Mataku terbelalak melihat makalah yang tadi kuberikan padanya dikembalikan lagi, yang artinya tidak dia terima.

"Apa, Bu?, kok, dikembalikan lagi? Kan, udah benar semua. Atau ... ooh saya tau, Ibu mengembalikan makalah saya karena ibu tersinggung dengan ucapan saya tadi. Iya, kan, Bu? " Aku terus nyerocos tanpa memikirkan perasaannya.

"Jadi maksud Anda, saya tidak profesional? Maaf Hadi, justru karna saya profesional makanya saya kembalikan makalah ini ke kamu, karena saya ingin kamu perbaiki kesalahanmu," jawabnya masih dengan nada datar.

" Maaf ya, Bu, Saya sudah perbaiki semua kesalahannya.
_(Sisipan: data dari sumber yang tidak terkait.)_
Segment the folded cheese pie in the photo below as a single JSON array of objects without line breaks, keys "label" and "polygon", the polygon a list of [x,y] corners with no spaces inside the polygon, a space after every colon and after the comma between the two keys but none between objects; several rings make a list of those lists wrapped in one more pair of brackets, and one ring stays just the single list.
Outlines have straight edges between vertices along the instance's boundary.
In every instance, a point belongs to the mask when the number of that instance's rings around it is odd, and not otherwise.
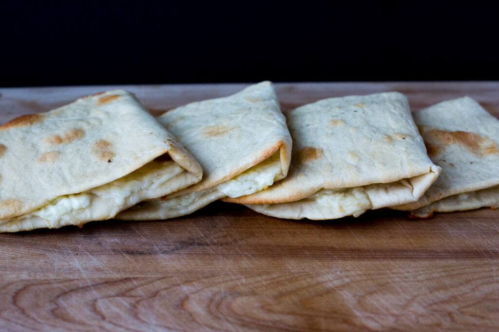
[{"label": "folded cheese pie", "polygon": [[0,126],[0,232],[109,219],[202,175],[133,95],[88,96]]},{"label": "folded cheese pie", "polygon": [[417,200],[440,172],[401,94],[325,99],[285,115],[293,139],[287,177],[224,200],[290,219],[356,217]]},{"label": "folded cheese pie", "polygon": [[190,104],[157,118],[199,161],[199,183],[120,213],[124,220],[187,215],[224,197],[261,190],[286,176],[291,142],[272,84]]},{"label": "folded cheese pie", "polygon": [[414,217],[499,207],[499,120],[469,97],[414,113],[428,155],[442,168],[417,202],[393,208]]}]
Jadi, mana mungkin salah lagi.” Aku tetap ngotot tak mau disalahkan.

"Saya menyuruh Anda membuat makalah, bukan novel. Iya, kan?" Dia terlihat mulai kesal.

" Iya, itu, kan, saya buat makalah, Bu," tukasku tak kalah sewot.

Dia menggeleng sambil berdecak kesal. " Coba kamu periksa dengan benar, Kalau kamu membuat makalah, pasti ada refrensinya, sekarang mana refrensinya? " tanyanya dengan nada suara mulai meninggi.

Aku segera memeriksa makalahku. Dan benar saja, karena terburu-buru, aku lupa menaruh kertas yang sudah berisi tulisan tentang referensi buku yang akan kubuat.

Aku tak bisa berkata apa-apa lagi.

"Sekarang kerjakan itu! dan saya beri waktu sampai sore ini. Kalau sampai sore kamu tidak menyerahkan makalahnya, itu akan berpengaruh pada nilaimu nanti," ujarnya tegas.

Aku tak bisa apa-apa selain mengikuti perintahnya. Bagaimana pun dia Dosenku.

"Sebaiknya aku menemui Leni, dia kan, jago membuat makalah, ya tinggal aku turuti kemauan dia, pasti dia pengen shopping."

Dengan langkah gontai, aku menuju ruangan Leni, pacarku yang beda jurusan denganku. Aku mengambil jurusan management, sedangkan Leni mengambil jurusan Akuntansi.